Memory usage of AAs?

spir denis.spir at gmail.com
Wed Mar 30 07:44:54 PDT 2011


On 03/30/2011 03:31 PM, Steven Schveighoffer wrote:
> On Tue, 29 Mar 2011 22:20:05 -0400, Nick Sabalausky <a at a.a> wrote:
>
>> "spir" <denis.spir at gmail.com> wrote in message
>> news:mailman.2909.1301443345.4748.digitalmars-d-learn at puremagic.com...
>>> On 03/30/2011 01:24 AM, Nick Sabalausky wrote:
>>>> My understanding of hash tables is that they allocate a fixed size array
>>>> and
>>>> map keys to indicies within the range 0..predefined_length_of_the_AA.
>>>>
>>>> So I've been wondering, how many elements do D's built-in AAs have? And
>>>> what's the content of each one, just a single pointer?
>>>
>>> Each element is a data structure, often called bucket (typically a link
>>> list), storing (key:value) pairs for which the key, once hashed and
>>> modulo-ed, maps to the given index. That's why the famous O(1) lookup time
>>> for hash tables is very theoretic: the constant part holds average time
>>> for hashing which is very variable, plus another average time for linearly
>>> traversing the bucket. The latter part depends on table load factor (=
>>> number of elements / number of buckets) and proper statistical repartition
>>> of keys into buckets.
>>>
>>> The key (!) points are finding a good hash func to "linearize" said
>>> repartition (which depends on actual key-data domain, not only on their
>>> type...), but better ones rapidly eat much time (ones used in practice are
>>> rather simple & fast); and finding optimal load factor, and growth scheme.
>>> In practice, all of this tends to make hash tables an implementation
>>> nightmare (for me). I'd love to find practicle alternatives, but efficient
>>> binary trees also are complex and even more depend on kind of keys, I
>>> guess.
>>>
>>
>> Right, I know that, but that's not what I was asking. Take this hypothetical
>> implementation:
>>
>> struct Bucket(TKey, TVal)
>> {
>> ...
>> }
>>
>> enum hashTableSize = ...;
>>
>> struct Hash(TKey, TVal)
>> {
>> Bucket!(TKey, TVal)[hashTableSize] data;
>>
>> TVal get(TKey key) { ... }
>> void set(TKey key, TVal value) { ... }
>> }
>>
>> I assume that D's AA are something at least vaguely like that. My questions
>> are:
>>
>> 1. What does D use for "hashTableSize"? Or does "hashTableSize" vary? If it
>> varies, what's a typical rough ballpark size? (And just out of curiosity, if
>> it varies, is it decided at compile-time, or does it change even at
>> runtime?)
>
> It varies.
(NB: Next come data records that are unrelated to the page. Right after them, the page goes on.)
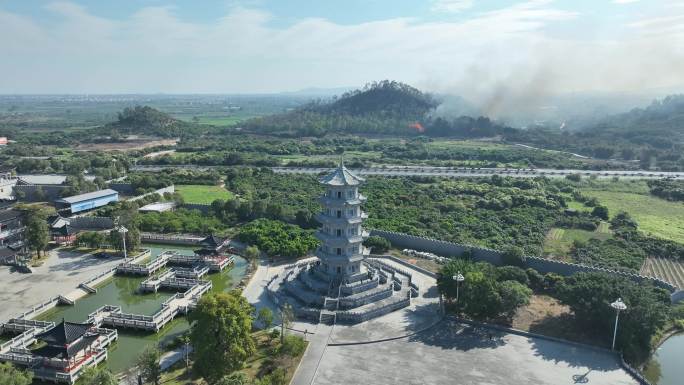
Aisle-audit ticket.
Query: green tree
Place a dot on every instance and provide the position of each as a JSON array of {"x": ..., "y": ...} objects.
[
  {"x": 252, "y": 252},
  {"x": 221, "y": 326},
  {"x": 132, "y": 239},
  {"x": 37, "y": 233},
  {"x": 480, "y": 298},
  {"x": 514, "y": 256},
  {"x": 9, "y": 375},
  {"x": 377, "y": 244},
  {"x": 589, "y": 296},
  {"x": 513, "y": 295},
  {"x": 148, "y": 363},
  {"x": 265, "y": 317},
  {"x": 600, "y": 212},
  {"x": 286, "y": 318},
  {"x": 237, "y": 378},
  {"x": 293, "y": 346},
  {"x": 98, "y": 376}
]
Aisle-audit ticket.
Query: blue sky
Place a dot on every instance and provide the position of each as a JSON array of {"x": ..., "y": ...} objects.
[{"x": 470, "y": 47}]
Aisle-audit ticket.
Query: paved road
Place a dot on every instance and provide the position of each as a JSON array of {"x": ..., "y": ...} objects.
[
  {"x": 449, "y": 172},
  {"x": 456, "y": 354},
  {"x": 61, "y": 273}
]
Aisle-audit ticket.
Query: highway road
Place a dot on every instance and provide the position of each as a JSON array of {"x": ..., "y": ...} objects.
[{"x": 449, "y": 172}]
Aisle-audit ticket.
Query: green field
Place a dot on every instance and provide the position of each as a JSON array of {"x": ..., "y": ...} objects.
[
  {"x": 558, "y": 242},
  {"x": 202, "y": 194},
  {"x": 655, "y": 216}
]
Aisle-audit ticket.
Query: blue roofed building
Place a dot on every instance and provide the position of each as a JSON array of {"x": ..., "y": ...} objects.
[{"x": 87, "y": 201}]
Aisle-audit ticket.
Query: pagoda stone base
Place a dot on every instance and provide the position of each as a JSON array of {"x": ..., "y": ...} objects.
[{"x": 375, "y": 290}]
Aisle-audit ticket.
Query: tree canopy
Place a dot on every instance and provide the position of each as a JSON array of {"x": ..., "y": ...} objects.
[{"x": 221, "y": 327}]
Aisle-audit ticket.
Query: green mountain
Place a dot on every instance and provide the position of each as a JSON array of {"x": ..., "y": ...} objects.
[
  {"x": 145, "y": 120},
  {"x": 380, "y": 108}
]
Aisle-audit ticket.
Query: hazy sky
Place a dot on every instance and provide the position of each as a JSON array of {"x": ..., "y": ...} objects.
[{"x": 471, "y": 47}]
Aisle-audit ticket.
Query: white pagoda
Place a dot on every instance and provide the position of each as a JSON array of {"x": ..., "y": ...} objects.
[
  {"x": 344, "y": 284},
  {"x": 341, "y": 234}
]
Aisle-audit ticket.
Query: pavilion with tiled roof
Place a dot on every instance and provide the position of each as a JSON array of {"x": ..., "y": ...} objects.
[
  {"x": 211, "y": 245},
  {"x": 67, "y": 341}
]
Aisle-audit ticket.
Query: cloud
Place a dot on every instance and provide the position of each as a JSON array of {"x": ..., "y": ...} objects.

The hash table size is not constant, the load factor is. The load
> factor is the number of elements in the hash divided by the number of buckets.
> You never want to fill up all the spaces, because the more full you get, the
> more chances for collisions there are. Essentially, the tricky part about
> hashing is what to do about collisions (two elements are different, but go in
> the same bucket).
>
> So what happens is when the load factor exceeds a predefined constant (e.g. in
> dcollections the load factor defaults to .75), the table "rehashes", or
> increases (usually logarithmically) the size of the array, and re-inserts all
> its elements.
>
> I believe there is a minimum array size, and things are increased from there. I
> think also you can do a manual "rehash" which should adjust the size of the
> array to match a certain load factor (below the maximum).
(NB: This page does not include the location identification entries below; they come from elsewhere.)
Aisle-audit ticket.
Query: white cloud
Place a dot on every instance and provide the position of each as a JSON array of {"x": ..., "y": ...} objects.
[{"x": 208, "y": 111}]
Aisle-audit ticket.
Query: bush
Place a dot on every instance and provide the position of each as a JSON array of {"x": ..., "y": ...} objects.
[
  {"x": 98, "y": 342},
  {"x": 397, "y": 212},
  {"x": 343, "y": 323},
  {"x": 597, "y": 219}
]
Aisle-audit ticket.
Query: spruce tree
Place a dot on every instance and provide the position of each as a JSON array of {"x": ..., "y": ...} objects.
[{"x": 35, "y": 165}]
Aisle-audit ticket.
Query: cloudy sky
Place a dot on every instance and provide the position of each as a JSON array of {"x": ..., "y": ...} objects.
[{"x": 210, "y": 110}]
Yes, there is a rehash method.

> In some implementations, hashes will even shrink when the load factor goes
> below a minimum (dcollections does not do this to avoid invalidating ranges).
> There are a million different ways to implement the basic hash. The most
> complex part though, is usually the collision handling. In my algo book, there
> are at least 3 ways to handle collisions, and I think there are countless more.
> If you look up hashing on wikipedia, you'll get a much better explanation.
>
>>
>> 2. What is "sizeof(Bucket(TKey, TVal))"? And I mean the shallow size, not
>> deep size. Is it dependent on TKey or TVal? Or is it just simply a pointer
>> to the start of a linked list (and therefore "sizeof(size_t)")?
>
> Here is the AA implementation:
>
> https://github.com/D-Programming-Language/druntime/blob/master/src/rt/aaA.d
>
>  From that page, you can see that AA is your bucket (note this is runtime
> stuff, so there are no templates), and BB is your Hash struct. It looks like BB
> has an array of AA pointers.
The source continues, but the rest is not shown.